Ferma di colpo i cavalli e tende l'orecchio: forse s'è ingannato. S'ode solo il rauco coro delle rane e il fruscio leggero delle alte erbe del canneto; sorride fra sé il carrettiere e mormora: «scherzi del sonno, avrò sognato». Fa per risalire sul carro, ma ecco di nuovo, e questa volta ben distinta, la voce. Una voce dal tono dolce e supplichevole, un'invocazione: «Carrettiere, carrettiere, prendimi fuori, ti prego!..»
Sgomento e perplesso il carrettiere lascia cadere le redini. Non s'è ingannato, dunque, qualcuno ha invocato il suo aiuto: chi?
Il carrettiere, uomo generoso, non esita al richiamo, subito si dirige verso la palude da cui, gli è sembrato, venisse la voce.
S'inoltra nel folto canneto, cerca fra l'erba, fruga nel fango. Provvido un sottile raggio di luna ora si fa strada fra l'intrico di foglie e di fusti e sembra guidare l'uomo nell'affannosa ricerca.
Infatti, a breve distanza dai suoi piedi, qualcosa luccica nel fango.

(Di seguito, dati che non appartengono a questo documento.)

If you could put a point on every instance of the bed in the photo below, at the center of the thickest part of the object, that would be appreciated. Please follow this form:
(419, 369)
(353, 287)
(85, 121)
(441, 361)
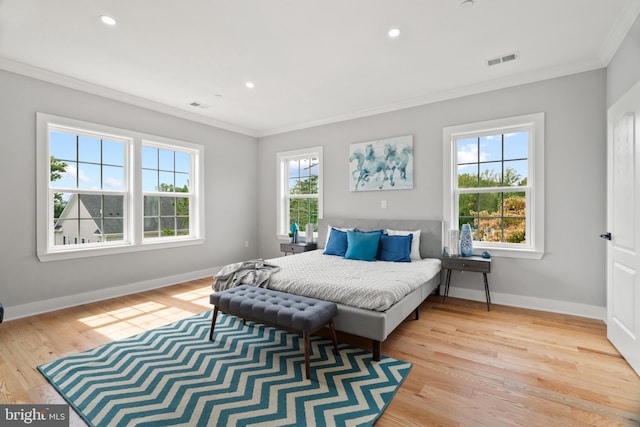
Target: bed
(384, 313)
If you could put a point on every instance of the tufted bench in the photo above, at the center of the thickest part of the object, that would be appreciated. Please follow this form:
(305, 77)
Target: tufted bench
(280, 309)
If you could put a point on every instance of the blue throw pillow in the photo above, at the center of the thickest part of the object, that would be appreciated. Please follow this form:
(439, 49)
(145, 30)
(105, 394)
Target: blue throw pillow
(362, 246)
(395, 248)
(337, 244)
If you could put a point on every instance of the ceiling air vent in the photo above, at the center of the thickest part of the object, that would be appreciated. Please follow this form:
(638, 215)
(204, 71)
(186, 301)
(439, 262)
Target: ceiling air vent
(199, 105)
(501, 59)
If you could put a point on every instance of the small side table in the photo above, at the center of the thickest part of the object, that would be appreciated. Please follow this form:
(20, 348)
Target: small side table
(472, 263)
(297, 248)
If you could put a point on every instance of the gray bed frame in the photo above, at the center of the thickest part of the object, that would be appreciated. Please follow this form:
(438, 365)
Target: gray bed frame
(377, 325)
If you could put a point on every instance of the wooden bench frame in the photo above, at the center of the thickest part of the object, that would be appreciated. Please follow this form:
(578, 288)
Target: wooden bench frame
(305, 334)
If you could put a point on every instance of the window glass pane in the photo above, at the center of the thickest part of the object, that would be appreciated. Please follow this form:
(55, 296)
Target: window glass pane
(182, 182)
(294, 168)
(515, 204)
(183, 162)
(165, 158)
(151, 205)
(88, 175)
(515, 173)
(113, 177)
(167, 206)
(294, 186)
(494, 217)
(488, 230)
(113, 228)
(490, 148)
(516, 145)
(149, 158)
(66, 232)
(468, 176)
(314, 167)
(151, 227)
(182, 206)
(149, 180)
(490, 174)
(59, 203)
(304, 167)
(88, 149)
(489, 204)
(467, 150)
(112, 153)
(63, 146)
(168, 226)
(467, 203)
(63, 173)
(166, 181)
(183, 225)
(113, 207)
(515, 230)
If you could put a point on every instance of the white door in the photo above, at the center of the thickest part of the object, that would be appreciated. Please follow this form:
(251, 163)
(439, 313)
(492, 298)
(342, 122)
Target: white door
(623, 200)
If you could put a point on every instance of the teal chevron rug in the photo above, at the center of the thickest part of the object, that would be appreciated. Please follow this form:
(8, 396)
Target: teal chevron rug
(250, 375)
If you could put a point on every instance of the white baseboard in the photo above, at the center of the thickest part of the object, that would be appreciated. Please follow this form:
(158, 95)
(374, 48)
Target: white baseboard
(38, 307)
(533, 303)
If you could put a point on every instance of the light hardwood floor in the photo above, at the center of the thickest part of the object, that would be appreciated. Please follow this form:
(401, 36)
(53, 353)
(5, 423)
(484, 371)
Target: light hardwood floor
(470, 367)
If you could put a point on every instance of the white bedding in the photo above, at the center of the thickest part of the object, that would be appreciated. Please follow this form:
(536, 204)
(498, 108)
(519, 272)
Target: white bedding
(369, 285)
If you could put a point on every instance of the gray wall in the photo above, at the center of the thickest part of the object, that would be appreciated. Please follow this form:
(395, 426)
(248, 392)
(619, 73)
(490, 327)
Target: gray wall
(623, 71)
(572, 271)
(27, 285)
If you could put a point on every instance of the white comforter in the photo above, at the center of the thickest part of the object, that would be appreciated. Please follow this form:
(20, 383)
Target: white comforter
(369, 285)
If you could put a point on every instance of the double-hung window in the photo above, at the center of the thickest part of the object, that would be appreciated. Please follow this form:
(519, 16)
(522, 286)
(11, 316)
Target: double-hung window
(107, 190)
(494, 181)
(299, 190)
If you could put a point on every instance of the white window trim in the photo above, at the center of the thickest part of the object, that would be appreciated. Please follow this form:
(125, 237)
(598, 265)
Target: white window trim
(133, 231)
(282, 213)
(535, 206)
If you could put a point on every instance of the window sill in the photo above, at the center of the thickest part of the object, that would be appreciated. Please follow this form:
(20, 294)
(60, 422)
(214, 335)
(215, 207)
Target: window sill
(114, 250)
(508, 253)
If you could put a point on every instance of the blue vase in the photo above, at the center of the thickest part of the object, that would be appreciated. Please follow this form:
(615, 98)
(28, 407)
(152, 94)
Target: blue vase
(466, 241)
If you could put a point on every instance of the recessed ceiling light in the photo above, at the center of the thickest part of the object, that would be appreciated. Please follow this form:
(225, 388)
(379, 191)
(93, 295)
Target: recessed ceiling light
(108, 20)
(393, 33)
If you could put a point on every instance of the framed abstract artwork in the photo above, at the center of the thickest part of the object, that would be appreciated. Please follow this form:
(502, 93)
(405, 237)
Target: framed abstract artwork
(384, 164)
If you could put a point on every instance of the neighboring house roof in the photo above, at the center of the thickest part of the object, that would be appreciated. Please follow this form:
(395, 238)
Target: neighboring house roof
(112, 208)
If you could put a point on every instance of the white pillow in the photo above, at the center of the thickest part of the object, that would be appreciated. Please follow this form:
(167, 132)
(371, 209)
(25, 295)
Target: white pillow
(329, 233)
(415, 241)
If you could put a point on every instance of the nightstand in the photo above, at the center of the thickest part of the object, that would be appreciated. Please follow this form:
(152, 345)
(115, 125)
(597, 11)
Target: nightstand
(472, 263)
(297, 248)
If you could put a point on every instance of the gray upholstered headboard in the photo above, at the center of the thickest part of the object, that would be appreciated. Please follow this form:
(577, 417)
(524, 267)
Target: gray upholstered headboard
(430, 237)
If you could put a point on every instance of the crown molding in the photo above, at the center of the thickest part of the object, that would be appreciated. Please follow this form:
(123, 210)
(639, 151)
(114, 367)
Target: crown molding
(502, 83)
(619, 31)
(84, 86)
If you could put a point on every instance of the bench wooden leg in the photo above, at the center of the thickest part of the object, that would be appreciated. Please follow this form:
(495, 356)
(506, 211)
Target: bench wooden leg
(376, 350)
(213, 323)
(333, 336)
(307, 360)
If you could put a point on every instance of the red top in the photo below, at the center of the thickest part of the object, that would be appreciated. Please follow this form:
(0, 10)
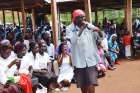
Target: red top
(127, 40)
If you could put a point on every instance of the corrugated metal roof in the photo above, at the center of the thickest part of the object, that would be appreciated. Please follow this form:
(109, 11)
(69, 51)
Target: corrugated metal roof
(49, 1)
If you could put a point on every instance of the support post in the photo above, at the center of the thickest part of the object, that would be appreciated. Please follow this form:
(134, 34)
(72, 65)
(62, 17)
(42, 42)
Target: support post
(4, 21)
(13, 18)
(33, 20)
(18, 18)
(128, 15)
(54, 22)
(96, 16)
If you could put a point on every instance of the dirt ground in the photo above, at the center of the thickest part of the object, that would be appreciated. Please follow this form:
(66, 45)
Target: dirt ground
(125, 79)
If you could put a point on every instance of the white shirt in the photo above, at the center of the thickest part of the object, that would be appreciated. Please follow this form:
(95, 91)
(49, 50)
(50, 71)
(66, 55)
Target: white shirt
(26, 42)
(4, 70)
(43, 60)
(29, 60)
(5, 62)
(51, 50)
(84, 49)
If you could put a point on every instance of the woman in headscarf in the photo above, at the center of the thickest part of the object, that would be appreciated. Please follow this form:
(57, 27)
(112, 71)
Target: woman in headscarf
(8, 63)
(113, 48)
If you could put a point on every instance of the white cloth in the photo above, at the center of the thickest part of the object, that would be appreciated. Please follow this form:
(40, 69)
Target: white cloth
(84, 49)
(51, 51)
(26, 42)
(3, 75)
(43, 60)
(128, 50)
(105, 44)
(5, 62)
(66, 71)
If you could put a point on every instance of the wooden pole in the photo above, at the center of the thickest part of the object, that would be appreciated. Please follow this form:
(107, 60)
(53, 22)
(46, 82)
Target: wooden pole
(128, 15)
(54, 22)
(33, 20)
(23, 16)
(4, 21)
(88, 10)
(18, 18)
(13, 17)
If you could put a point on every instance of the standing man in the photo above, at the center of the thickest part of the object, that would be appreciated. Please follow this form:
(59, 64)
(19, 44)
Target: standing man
(84, 51)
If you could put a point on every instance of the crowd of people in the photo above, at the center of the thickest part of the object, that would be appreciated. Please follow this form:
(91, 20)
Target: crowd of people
(33, 53)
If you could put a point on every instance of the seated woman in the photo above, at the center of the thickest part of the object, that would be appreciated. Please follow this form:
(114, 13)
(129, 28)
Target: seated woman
(66, 70)
(8, 63)
(101, 66)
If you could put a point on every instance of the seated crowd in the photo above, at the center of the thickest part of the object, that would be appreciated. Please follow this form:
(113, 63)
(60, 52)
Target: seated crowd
(33, 54)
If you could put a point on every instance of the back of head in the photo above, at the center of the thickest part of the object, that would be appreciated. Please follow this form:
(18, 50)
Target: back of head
(76, 13)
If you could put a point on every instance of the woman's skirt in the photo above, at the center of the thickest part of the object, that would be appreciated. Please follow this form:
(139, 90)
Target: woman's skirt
(86, 76)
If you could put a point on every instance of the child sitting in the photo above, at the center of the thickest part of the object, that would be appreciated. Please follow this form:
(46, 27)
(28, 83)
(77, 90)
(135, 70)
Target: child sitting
(101, 64)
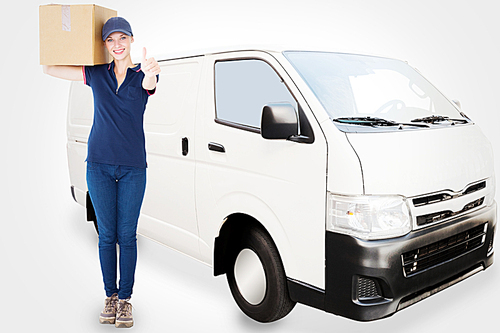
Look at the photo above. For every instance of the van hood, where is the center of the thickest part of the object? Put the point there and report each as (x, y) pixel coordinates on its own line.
(416, 162)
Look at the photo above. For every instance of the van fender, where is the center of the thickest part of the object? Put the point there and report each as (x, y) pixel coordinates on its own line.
(240, 208)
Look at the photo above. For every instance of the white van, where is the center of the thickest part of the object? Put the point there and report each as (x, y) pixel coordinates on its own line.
(344, 182)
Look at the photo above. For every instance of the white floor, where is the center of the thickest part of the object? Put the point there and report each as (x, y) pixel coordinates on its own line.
(49, 273)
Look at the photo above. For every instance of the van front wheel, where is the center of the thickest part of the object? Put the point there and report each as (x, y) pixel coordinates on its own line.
(257, 279)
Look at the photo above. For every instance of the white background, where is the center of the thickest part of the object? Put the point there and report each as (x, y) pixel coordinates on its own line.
(49, 274)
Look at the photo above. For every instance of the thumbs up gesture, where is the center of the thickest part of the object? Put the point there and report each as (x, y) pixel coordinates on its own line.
(149, 66)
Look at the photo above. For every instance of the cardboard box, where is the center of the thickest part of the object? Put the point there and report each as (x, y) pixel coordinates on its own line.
(71, 34)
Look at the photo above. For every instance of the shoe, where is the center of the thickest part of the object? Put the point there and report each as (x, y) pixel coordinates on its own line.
(124, 314)
(108, 315)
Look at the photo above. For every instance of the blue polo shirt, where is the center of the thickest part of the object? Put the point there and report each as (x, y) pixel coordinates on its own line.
(117, 135)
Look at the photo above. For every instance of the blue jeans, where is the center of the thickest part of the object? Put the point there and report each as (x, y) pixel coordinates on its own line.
(117, 193)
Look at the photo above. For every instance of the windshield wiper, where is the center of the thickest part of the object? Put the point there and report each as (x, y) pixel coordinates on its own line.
(433, 119)
(373, 121)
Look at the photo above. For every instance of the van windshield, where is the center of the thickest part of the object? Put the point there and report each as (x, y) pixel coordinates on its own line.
(364, 87)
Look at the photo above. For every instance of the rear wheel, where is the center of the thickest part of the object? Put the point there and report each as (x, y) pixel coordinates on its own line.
(257, 278)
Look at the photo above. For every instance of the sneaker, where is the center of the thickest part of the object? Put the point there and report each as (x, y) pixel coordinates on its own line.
(108, 315)
(124, 314)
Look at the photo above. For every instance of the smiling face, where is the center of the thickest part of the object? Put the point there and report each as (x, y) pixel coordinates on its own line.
(118, 45)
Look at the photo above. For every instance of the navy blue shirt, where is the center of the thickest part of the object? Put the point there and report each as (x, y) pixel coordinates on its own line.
(117, 135)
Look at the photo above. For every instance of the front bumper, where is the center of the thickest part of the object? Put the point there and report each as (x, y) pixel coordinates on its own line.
(365, 280)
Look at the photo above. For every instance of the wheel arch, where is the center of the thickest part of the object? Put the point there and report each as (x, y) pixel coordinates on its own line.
(234, 226)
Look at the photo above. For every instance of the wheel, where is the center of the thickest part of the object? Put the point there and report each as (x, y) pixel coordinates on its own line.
(257, 279)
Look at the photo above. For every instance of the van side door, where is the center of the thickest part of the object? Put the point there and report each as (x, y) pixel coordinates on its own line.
(168, 212)
(280, 183)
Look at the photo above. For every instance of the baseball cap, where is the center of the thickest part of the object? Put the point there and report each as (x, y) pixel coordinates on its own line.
(115, 24)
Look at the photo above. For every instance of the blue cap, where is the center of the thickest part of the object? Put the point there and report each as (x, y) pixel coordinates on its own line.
(115, 24)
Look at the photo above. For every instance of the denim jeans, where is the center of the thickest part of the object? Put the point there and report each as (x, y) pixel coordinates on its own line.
(117, 193)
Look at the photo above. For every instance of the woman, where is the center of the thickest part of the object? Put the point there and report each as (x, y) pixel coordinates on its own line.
(116, 159)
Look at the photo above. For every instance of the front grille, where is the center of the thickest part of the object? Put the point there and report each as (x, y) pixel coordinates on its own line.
(438, 253)
(367, 289)
(438, 216)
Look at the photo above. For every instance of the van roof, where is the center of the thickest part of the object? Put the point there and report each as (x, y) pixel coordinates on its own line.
(272, 48)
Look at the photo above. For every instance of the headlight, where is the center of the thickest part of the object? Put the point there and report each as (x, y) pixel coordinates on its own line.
(369, 217)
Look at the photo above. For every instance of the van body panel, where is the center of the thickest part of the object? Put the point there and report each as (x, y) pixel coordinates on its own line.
(416, 162)
(345, 175)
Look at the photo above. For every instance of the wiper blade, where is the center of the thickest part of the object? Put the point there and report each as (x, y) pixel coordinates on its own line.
(373, 121)
(433, 119)
(367, 121)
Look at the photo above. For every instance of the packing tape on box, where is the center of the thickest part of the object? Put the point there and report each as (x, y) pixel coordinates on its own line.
(66, 17)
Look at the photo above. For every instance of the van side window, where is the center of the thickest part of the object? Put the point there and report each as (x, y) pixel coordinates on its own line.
(243, 87)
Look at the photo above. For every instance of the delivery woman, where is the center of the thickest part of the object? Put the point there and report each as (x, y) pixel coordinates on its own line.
(116, 159)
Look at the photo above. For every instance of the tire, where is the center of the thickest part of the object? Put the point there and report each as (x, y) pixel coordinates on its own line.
(257, 279)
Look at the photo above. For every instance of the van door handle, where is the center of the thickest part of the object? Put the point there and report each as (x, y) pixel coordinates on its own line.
(216, 147)
(185, 146)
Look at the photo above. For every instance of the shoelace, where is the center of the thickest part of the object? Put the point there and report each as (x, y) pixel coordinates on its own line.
(124, 309)
(110, 304)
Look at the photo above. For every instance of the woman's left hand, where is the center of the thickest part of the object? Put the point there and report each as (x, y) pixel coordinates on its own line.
(149, 66)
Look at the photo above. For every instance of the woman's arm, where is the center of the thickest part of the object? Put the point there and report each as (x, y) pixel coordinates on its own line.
(150, 68)
(72, 73)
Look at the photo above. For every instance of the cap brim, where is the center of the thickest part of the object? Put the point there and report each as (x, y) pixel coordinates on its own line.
(115, 30)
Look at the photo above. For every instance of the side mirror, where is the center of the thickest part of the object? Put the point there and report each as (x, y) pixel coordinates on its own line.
(279, 121)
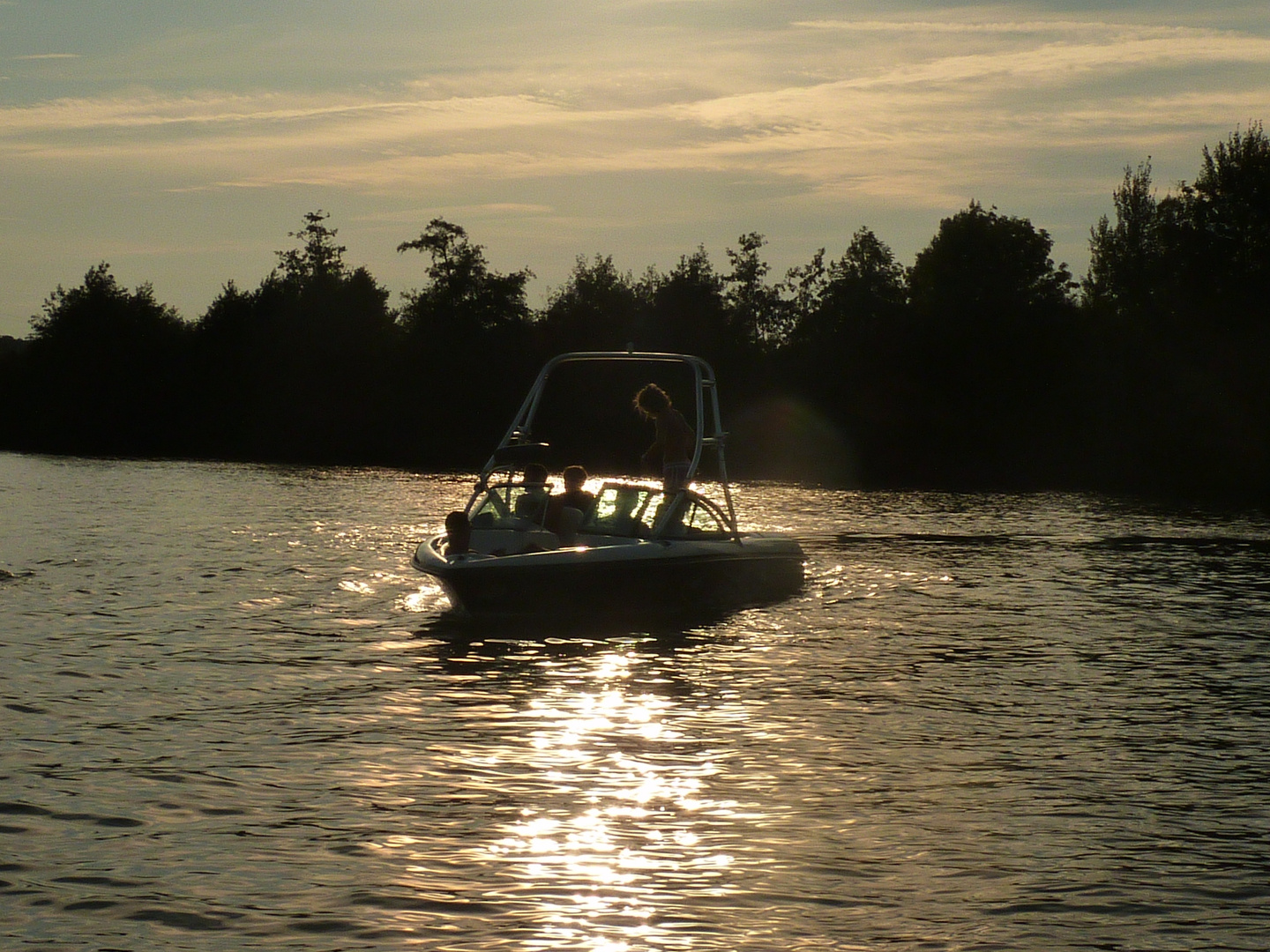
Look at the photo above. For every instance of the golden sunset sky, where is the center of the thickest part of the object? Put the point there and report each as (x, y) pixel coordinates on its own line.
(182, 141)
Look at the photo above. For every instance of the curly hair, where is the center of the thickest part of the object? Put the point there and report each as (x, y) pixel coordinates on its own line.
(652, 400)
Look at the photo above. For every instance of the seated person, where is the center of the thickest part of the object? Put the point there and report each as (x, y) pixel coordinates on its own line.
(573, 496)
(533, 502)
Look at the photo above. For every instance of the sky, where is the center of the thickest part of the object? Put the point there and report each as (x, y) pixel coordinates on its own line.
(181, 141)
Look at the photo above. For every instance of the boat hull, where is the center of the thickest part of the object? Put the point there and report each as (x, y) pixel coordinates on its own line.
(649, 579)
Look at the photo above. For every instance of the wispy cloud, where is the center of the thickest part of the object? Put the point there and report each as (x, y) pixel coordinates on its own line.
(825, 115)
(918, 129)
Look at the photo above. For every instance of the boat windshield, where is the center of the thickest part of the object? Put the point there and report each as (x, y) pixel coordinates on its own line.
(516, 505)
(635, 510)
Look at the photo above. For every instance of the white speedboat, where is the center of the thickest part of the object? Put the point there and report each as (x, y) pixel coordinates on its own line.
(635, 551)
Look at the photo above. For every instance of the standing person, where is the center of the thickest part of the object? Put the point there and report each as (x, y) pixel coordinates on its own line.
(675, 437)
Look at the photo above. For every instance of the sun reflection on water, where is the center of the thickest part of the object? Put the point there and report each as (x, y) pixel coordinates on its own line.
(619, 822)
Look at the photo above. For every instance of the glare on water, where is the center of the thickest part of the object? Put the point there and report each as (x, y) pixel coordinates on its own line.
(234, 718)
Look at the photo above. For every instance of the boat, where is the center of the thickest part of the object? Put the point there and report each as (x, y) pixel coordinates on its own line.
(635, 550)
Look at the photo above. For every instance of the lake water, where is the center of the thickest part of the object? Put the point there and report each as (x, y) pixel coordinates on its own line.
(234, 718)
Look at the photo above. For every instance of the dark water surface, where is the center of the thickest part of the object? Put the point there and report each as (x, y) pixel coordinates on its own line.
(234, 718)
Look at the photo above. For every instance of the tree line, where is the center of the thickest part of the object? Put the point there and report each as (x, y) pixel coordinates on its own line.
(982, 366)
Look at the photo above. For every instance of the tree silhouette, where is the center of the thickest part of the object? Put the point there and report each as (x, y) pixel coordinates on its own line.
(107, 371)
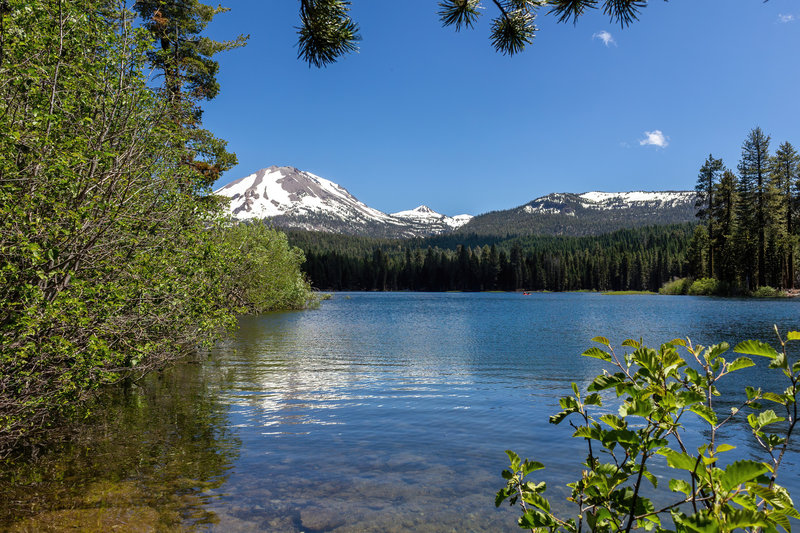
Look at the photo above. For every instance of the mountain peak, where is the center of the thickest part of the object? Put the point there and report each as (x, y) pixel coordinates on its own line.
(293, 198)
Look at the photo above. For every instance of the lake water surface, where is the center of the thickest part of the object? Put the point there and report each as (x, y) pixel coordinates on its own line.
(377, 412)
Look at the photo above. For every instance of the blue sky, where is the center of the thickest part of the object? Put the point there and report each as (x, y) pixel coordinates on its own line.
(425, 115)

L'uomo si china e vede là, sommersa per metà nella melma, una statuetta. Con le mani tremanti per l'emozione egli la raccoglie, la ripulisce con cura pietosa; è una statuetta di pietra, alta circa sessanta centimetri, raffigurante la Madonna che tiene in braccio Gesù Bambino.
Il pio carrettiere mira commosso la dolce Immagine, e non sente più né sonno, né stanchezza. E' felice, tanto felice, ed in silenzio ringrazia la Provvidenza di aver concesso a lui, proprio a lui, povero e rozzo carrettiere, la grazia del miracoloso rinvenimento.
Che fare ora? Si domandava l'uomo tutto preoccupato di trovare un luogo sicuro, in cui collocare provvisoriamente la statuetta. Si guarda attorno: la strada, la palude, la capanna, nient'altro.
Gli balena nella mente un'idea: costruirà lui, con le sue mani, un riparo per la dolce Madonnina. Ritorna sulla strada: cerca e raccoglie in un batter d'occhio sassi ed altro materiale utile e si mette al lavoro. Le mani alacri si muovono senza posa: qui, una pietra, là un'altra, sorge in breve un umile tabernacolo con la sua piccola e concava nicchia. Là, nella nicchia raccolta e sicura come un nido, il buon carrettiere pone la statuetta.
Una preghiera, un simile saluto: il carrettiere risale sul suo carro e si allontana nella notte. Fin qui la leggenda.
La cronaca ci narra che, in seguito, al posto del rozzo e primitivo tabernacolo costruito dal carrettiere, fu eretta alla Vergine una cappelletta.